SOLUÇÃO. — De dois modos podemos dizer que uma obra é morta. — Primeiro, efetivamente, isto é, por ser causa da morte. E neste sentido dizemos que as obras do pecado são mortas, segundo aquilo do Apóstolo: O sangue de Cristo limpará a nossa consciência das obras da morte. Ora, essas obras mortas a penitência não as vivifica, mas antes as destrói; segundo ainda o Apóstolo, não lançando de novo o fundamento da penitência das obras mortas. — Noutro sentido as obras mortas assim se chamam privativamente, isto é, por carecerem da vida espiritual, procedente da caridade, pela qual a alma se nos une com Deus, de qual vive, como o corpo, pela alma. E neste sentido também a fé sem a caridade se chama morta, segundo a Escritura: A fé sem obras é morta. Também neste sentido todas as obras genericamente boas, se forem feitas sem caridade, chamam-se mortas; isto é, por não procederem do principio da vida; como se disséssemos que o som de uma citara da uma voz morta. Por onde, a diferença entre obras de morte e de vida se funda na relação com o principio donde procedem. Ora, as obras não podem resultar duas vezes do seu principio, porque passam e não podem tornar a ser numericamente as mesmas. Por isso é impossível obras mortas tornarem a reviver pela penitência.
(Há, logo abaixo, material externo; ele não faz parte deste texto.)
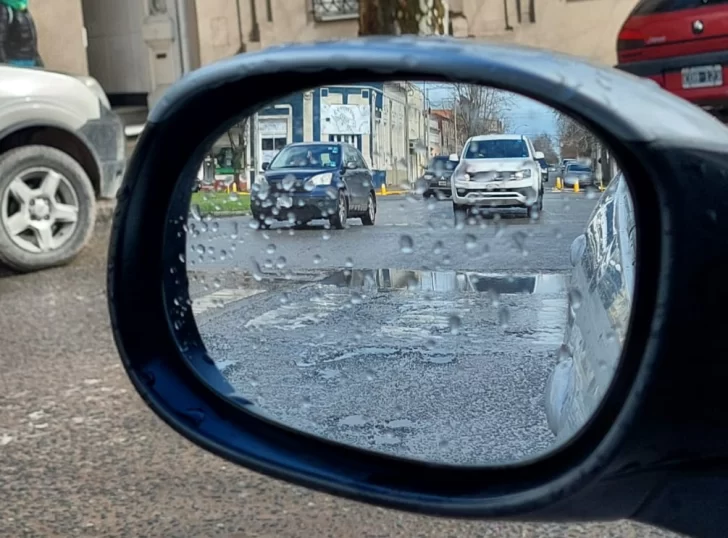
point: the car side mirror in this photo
(612, 467)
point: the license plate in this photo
(705, 76)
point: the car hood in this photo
(496, 165)
(296, 173)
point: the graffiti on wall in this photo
(345, 119)
(18, 36)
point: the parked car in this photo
(582, 173)
(498, 171)
(61, 149)
(599, 305)
(315, 180)
(680, 44)
(437, 176)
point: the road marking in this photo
(221, 298)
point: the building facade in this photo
(135, 47)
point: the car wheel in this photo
(338, 219)
(460, 213)
(47, 208)
(534, 211)
(371, 215)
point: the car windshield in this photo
(440, 164)
(307, 156)
(578, 168)
(500, 148)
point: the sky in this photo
(527, 117)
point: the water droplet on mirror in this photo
(504, 316)
(454, 323)
(575, 299)
(406, 244)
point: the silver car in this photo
(600, 300)
(582, 173)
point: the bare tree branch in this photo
(480, 110)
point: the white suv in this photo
(497, 171)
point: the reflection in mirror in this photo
(435, 271)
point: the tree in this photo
(479, 110)
(544, 144)
(238, 140)
(396, 17)
(575, 140)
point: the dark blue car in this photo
(315, 180)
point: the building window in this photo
(331, 10)
(354, 140)
(273, 143)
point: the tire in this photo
(22, 251)
(460, 213)
(338, 219)
(534, 212)
(368, 218)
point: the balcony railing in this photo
(332, 10)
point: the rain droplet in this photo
(454, 323)
(575, 298)
(406, 244)
(288, 182)
(504, 316)
(470, 242)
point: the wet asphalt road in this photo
(411, 337)
(81, 454)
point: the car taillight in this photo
(629, 40)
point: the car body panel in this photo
(32, 97)
(668, 42)
(495, 182)
(285, 195)
(600, 299)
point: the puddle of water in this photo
(447, 281)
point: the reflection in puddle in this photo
(446, 281)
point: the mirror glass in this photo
(394, 266)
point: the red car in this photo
(683, 46)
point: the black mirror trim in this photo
(164, 357)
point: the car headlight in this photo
(319, 180)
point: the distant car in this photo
(599, 305)
(437, 176)
(579, 172)
(679, 44)
(544, 169)
(61, 149)
(498, 171)
(315, 180)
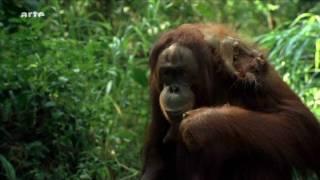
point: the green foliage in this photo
(293, 49)
(73, 85)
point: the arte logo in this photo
(33, 14)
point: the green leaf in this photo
(317, 55)
(8, 168)
(140, 76)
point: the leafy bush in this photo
(73, 85)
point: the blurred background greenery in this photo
(73, 84)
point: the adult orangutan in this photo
(220, 111)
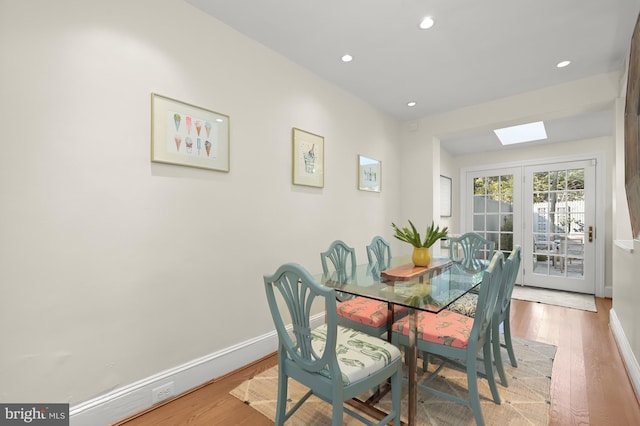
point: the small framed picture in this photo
(188, 135)
(308, 158)
(369, 174)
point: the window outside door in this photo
(549, 210)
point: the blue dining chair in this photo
(457, 339)
(334, 362)
(466, 305)
(471, 251)
(360, 313)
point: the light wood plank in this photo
(589, 383)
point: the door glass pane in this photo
(558, 223)
(493, 209)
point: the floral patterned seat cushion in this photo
(359, 354)
(466, 305)
(368, 311)
(445, 328)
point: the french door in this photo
(547, 209)
(560, 226)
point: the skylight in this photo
(522, 133)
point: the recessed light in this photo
(426, 23)
(523, 133)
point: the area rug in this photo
(585, 302)
(525, 401)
DONDE A RESPOSTA À PRIMEIRA OBJEÇÃO. — Na ordem natural, tanto os seres mortos como os mortificados estão privados do princípio vital. Ora, as obras se chamam mortificadas, não relativamente ao principio donde procederam, mas em relação a um impedimento intrínseco. Mortas porém se chamam relativamente ao seu princípio. Logo, não colhe a comparação.
RESPOSTA À SEGUNDA. — As obras do gênero das boas, feitas sem caridade, chamam-se mortas por falta da caridade e da graça, como seus principias. Ora, a penitência subsequente não faz com que procedam desse tal princípio. Por isso, a objeção não colhe.
RESPOSTA À TERCEIRA. — Deus se lembra das boas obras que praticamos no estado de pecado; não para as remunerar na vida eterna, o que só cabe às obras vivas, isto é, às feitas com caridade. Mas lhes dá uma remuneração temporal. Assim, diz Gregório: Se o rico do Evangelho não tivesse feito algum bem e não tivesse por ele recebido já em vida uma remuneração, não lhe diria de nenhum modo Abraão — Recebeste bens em tua vida — Ou também podemos referir esse lembrar-se das boas obras no abrandamento da condenação contra o pecador pronunciada. Donde o dizer Agostinho: Não podemos dizer que fosse melhor ao cismático martirizado evitar todos os sofrimentos padecidos, negando a Cristo. De modo que o lugar do Apóstolo — Se entregar o meu corpo para ser queimado, se todavia não tiver caridade, de nada me aproveita — seja entendido como significando que nada aproveita para alcançar o reino dos céus; mas que aproveita para abrandar os suplícios da condenação final.